Borglum's housekeeper occasionally went to visit the site. She once asked a worker, "How did Mr. Borglum know that Mr. Lincoln was in that rock?"

How indeed? Borglum knew what was in the rock because he saw with his artist's eye what he could create out of the raw material with which he had to work.

So God is calling us, through Jesus to live into the realization that we are a Masterpiece of the master artist. Even if we can’t see it, God through Jesus Christ can. That we need to submit our lives, our canvas, our granite, our musical staff lines, our clay, to his hands, his chisel, his paint brush, his musical instrument so that what comes out of our lives is a beautiful painting, sculpture, song, or poem. And that these things point to the master artist who has redeemed, renewed, released and restored us through Jesus. In fact, just as the poem, the song, the painting, the dance points not to itself but to its artist, we are also called to not point to ourselves but to the Master artist.

But what is the purpose of our lives. What is the reason for our masterpiece to exist? It is true that God in fact saves us, as is mentioned in Ephesians 2:8-9, but why are we saved? I believe God saves us to make something beautiful out of us, and then through us. I believe we are saved, as the Apostle Paul says, to do good works. The Apostle Paul is not saying that we are saved through our good works, but that we are saved to do good works. That salvation means that as Masterpieces created by God, we are called to get off the wall, off the page, out of the CD or mp3 so to speak, and go out into the world to point other masterpieces, who don’t believe that they are, that there is a master artists who loves them, cares for them, and wants them to be restored to the original condition that they were created to be. But as I said before, we can’t do the restoring, but we can take these masterpieces to the master artist who can do the restoring. As followers of Jesus we are called to live out what I believe was one of the driving reasons Jesus came. In fact when asked that same pointed question of why he came, he pointed to an Old Testament passage from Isaiah and said these words, “The Spirit of the Lord is on me, because he has anointed me to proclaim good news to the poor. He has sent me to proclaim freedom for the prisoners and recovery of sight for the blind, to set the oppressed free, to proclaim the year of the Lord’s favor.” Part of being “saved” (restored to our original condition as a masterpiece) is to be about the good works that Jesus has in mind for us to be about. That being restored to right relationship with Him, means not being about ourselves. In fact, I can truly say this, if you are a follower of Jesus, your life should no longer revolve around you and your wants. That being restored, as a masterpiece, means living for the ultimate and master artist, and helping other masterpieces live into that reality. By taking the masterpieces to the master so that he can restore them, wipe away the mud, mess, grim, and dirt, and set them right, the way they were originally meant to be. And that our good works, as followers of Jesus, are the means of pointing to, and helping bring others to the Master artist.
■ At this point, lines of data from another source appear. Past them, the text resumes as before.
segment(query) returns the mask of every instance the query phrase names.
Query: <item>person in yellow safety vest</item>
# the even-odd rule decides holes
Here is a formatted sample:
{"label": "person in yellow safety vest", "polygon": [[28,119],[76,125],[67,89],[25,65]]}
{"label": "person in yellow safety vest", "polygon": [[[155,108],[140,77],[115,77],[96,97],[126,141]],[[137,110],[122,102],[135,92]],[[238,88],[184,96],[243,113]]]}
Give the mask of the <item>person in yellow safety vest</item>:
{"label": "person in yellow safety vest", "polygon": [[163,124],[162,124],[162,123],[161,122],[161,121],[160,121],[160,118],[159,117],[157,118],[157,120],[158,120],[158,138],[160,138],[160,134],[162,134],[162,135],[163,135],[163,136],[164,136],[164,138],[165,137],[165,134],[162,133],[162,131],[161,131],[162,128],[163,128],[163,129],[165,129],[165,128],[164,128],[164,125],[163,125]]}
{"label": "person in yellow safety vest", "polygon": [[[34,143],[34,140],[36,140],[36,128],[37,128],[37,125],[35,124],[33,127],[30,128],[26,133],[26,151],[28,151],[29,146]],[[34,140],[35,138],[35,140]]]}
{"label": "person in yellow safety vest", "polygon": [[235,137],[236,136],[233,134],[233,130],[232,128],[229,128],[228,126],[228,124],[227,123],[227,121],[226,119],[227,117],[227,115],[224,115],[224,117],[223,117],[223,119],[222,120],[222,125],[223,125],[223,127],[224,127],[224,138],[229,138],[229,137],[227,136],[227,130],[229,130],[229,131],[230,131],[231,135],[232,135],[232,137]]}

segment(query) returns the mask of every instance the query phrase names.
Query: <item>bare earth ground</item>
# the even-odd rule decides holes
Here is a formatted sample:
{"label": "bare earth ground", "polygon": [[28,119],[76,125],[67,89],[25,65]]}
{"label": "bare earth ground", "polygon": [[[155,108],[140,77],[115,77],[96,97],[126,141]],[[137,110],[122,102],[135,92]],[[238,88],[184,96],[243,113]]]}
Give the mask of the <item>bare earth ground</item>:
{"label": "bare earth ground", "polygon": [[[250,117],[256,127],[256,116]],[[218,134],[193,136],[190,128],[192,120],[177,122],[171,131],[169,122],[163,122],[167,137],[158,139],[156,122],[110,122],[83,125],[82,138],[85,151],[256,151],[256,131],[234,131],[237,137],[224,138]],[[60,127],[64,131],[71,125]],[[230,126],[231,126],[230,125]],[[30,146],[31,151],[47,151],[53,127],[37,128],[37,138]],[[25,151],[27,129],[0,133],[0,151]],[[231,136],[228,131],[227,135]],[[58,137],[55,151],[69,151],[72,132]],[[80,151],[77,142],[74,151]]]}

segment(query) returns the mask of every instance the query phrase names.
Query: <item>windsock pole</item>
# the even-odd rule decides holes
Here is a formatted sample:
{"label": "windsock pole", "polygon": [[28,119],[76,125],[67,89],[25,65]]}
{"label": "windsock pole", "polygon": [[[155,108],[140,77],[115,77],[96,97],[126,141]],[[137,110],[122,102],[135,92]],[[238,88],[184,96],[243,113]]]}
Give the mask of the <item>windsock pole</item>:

But what does this all mean? What do you see when you look in the mirror? The mud or the masterpiece? What do you see when you look at others? The mud or the masterpiece beneath the mud? And how does the fact that we are all masterpieces make a difference in our lives and in the way we engage with the world around us? Those are the questions that we are going to unpack together.

1. What thoughts, comments, insights, questions, etc.. do you have regarding the text and the Scripture this morning?

2. Do you tend to focus more on the mud or the Masterpiece when you see yourself? Why? How can this verse that we just looked at speak into your life and help with your identity?

3. Do you tend to focus on the mud or the Masterpiece when you see others muddied by sin and brokenness? In what ways can our good works help others see the Masterpiece within themselves? What good works has God restored you for?

4. What is God saying to you and what are you going to do about it? What is God saying to us and what are we going to do about it?